Facebook has blocked a million-member group discussing the Thailand Monarchy, after the Thai government threatened legal action.
Thailand is seeing a wave of anti-government protests which have included unprecedented calls for reforms to the monarchy.
Criticism of the monarchy is illegal in Thailand.
Access from within Thailand to the “Royalist Marketplace” group was blocked on Monday evening. However, the page can still be accessed from outside the country.
Group admin Pavin Chachavalpongpun said the group “provides a platform for serious discussion on the monarchy and it allows Thais to express their views freely about the monarchy, from the political intervention of the monarchy, to its intimate ties with the military in consolidating the king’s power”.
The self-exiled academic is based in Japan. A new Facebook group he set up on Monday evening gained more than 400,000 followers over night.
Thailand forcing Facebook to restrict access to the group has also been strongly criticised by rights groups.
“Thailand’s government is again abusing its overbroad and rights-abusing laws to force Facebook to restrict content that is protected by the human right to free speech,” John Sifton, Asia Advocacy Director at Human Rights Watch, said in a statement.

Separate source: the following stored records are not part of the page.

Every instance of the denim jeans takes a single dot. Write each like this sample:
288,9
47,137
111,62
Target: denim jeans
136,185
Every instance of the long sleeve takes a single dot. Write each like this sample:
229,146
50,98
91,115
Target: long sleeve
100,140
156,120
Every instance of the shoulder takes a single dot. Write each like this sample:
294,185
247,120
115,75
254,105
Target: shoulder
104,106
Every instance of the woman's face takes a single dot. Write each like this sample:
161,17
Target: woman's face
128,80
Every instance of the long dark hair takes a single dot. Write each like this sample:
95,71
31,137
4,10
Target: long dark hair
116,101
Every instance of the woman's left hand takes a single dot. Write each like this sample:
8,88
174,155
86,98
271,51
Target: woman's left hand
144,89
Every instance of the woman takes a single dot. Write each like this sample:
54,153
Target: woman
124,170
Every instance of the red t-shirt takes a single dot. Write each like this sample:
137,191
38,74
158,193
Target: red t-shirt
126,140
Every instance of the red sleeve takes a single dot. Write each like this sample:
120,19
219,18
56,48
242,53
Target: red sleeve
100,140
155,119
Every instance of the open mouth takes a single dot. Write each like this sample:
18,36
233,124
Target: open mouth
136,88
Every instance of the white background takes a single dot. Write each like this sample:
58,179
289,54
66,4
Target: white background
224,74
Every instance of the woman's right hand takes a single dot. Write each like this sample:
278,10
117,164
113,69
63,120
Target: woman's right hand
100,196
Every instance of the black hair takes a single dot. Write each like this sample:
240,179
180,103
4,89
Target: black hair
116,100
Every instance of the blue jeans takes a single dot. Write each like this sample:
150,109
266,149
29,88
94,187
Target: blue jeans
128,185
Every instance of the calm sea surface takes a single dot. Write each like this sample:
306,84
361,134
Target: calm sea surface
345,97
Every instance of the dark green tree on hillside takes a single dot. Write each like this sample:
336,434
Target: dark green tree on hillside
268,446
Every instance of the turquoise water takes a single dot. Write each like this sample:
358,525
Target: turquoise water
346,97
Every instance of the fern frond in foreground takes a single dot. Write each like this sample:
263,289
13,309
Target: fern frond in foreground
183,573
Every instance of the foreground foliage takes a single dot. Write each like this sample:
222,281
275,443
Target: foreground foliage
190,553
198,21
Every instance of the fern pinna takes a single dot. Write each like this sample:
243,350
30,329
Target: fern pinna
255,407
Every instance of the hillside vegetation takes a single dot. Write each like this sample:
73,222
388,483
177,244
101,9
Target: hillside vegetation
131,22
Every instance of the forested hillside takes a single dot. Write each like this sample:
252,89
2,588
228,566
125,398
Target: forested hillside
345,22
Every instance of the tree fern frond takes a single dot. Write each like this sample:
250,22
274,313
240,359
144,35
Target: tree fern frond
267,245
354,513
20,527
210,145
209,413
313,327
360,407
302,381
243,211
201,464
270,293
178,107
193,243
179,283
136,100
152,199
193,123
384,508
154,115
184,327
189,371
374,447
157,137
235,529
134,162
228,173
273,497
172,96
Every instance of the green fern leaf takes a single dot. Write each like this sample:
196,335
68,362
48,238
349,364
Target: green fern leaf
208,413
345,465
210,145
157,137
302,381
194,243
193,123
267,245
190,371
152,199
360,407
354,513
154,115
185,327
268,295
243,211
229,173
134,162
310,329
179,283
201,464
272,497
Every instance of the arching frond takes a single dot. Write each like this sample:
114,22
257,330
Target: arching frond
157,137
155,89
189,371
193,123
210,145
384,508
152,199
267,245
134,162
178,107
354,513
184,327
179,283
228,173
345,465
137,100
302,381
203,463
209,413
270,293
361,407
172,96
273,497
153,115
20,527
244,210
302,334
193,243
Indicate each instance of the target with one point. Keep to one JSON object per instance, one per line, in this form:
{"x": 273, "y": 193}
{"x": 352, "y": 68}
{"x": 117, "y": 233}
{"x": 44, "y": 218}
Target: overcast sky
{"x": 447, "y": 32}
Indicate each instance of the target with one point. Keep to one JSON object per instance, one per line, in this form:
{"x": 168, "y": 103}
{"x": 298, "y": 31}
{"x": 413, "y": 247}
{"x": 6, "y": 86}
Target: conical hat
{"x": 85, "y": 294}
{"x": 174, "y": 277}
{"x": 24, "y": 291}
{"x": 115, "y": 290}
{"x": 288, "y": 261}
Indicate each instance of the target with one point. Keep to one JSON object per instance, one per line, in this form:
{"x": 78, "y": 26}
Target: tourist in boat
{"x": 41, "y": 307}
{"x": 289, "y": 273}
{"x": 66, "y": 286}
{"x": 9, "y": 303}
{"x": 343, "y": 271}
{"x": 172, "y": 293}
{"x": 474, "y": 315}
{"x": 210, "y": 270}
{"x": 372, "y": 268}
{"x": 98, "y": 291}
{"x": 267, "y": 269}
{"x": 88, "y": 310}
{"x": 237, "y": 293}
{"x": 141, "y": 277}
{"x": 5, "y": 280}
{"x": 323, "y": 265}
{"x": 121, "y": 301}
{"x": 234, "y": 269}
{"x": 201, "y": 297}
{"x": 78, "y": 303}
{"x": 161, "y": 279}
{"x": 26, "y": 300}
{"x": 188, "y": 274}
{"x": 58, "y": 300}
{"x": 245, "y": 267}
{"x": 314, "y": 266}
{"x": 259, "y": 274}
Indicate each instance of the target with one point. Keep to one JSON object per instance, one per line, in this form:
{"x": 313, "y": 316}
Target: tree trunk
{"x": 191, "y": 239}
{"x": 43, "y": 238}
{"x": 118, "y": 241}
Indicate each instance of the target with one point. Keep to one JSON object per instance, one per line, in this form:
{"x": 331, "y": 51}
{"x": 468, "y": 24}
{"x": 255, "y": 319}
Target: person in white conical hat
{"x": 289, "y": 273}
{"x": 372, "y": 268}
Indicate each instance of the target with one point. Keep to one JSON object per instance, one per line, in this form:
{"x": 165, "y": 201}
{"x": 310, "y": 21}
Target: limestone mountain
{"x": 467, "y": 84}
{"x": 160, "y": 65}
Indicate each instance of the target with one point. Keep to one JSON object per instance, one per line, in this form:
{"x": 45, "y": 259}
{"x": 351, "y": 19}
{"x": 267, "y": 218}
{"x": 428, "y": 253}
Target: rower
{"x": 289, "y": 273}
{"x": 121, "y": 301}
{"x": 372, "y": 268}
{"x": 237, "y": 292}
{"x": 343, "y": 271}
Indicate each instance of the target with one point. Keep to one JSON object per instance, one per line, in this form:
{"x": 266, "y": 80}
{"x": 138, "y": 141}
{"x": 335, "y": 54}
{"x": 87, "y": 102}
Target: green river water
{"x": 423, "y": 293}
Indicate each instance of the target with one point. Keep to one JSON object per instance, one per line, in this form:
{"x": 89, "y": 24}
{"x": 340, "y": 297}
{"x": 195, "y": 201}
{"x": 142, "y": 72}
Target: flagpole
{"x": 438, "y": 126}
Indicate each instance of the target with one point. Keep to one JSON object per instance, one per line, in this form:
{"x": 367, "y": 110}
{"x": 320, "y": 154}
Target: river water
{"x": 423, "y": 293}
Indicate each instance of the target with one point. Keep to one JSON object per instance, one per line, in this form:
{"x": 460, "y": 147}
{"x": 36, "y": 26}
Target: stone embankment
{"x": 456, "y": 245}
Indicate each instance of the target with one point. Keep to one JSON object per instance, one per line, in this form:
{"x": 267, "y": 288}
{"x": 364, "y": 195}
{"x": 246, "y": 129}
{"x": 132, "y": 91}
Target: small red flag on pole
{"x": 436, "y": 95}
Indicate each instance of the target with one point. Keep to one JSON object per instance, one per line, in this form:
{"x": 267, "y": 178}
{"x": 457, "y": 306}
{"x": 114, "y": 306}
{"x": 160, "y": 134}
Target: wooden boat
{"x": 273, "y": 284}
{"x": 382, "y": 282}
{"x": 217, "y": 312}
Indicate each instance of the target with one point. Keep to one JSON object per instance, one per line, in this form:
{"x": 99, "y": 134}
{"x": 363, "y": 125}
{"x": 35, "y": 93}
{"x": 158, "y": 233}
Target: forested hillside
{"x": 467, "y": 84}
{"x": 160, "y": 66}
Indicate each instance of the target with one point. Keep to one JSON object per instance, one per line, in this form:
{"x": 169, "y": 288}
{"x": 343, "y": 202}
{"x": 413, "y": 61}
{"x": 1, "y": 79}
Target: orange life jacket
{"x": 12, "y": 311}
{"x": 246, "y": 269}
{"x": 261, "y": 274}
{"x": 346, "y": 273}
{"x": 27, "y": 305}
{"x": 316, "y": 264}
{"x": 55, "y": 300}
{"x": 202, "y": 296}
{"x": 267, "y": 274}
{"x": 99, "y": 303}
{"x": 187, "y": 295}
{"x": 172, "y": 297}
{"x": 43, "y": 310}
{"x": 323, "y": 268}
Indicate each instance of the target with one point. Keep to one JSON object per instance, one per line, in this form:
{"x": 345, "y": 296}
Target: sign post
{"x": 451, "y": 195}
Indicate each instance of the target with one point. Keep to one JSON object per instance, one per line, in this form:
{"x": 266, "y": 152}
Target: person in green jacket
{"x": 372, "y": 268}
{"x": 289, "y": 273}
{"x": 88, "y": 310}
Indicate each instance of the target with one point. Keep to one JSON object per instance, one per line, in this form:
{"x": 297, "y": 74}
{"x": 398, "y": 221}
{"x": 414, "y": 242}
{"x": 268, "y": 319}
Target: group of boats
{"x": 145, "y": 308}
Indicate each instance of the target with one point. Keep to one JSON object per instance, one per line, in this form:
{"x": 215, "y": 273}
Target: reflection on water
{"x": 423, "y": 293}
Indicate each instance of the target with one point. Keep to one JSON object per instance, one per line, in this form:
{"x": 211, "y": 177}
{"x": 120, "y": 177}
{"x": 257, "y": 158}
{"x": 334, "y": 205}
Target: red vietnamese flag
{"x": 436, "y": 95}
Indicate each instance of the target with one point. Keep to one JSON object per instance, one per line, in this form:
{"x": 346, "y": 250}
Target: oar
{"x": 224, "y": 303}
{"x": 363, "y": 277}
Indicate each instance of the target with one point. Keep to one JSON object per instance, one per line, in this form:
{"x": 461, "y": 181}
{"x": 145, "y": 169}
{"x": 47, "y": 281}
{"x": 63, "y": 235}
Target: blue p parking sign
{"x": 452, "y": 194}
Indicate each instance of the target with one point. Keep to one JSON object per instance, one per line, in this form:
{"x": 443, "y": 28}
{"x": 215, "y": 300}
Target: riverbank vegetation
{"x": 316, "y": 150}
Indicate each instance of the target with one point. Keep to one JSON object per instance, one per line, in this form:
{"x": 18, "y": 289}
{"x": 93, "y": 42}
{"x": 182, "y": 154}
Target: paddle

“Make no mistake, it is Thailand that is breaking the law here – international law protecting freedom of expression.”
Thailand’s monarchy has long been shielded from criticism under strict lese-majeste and other laws which punish insult to the royal family with up to 15 years in jail.
Thais are taught to revere the monarchy from a young age.
But that taboo was broken in recent weeks when some activists started publicly calling for reforms to the monarchy – amid wider anti-government protests.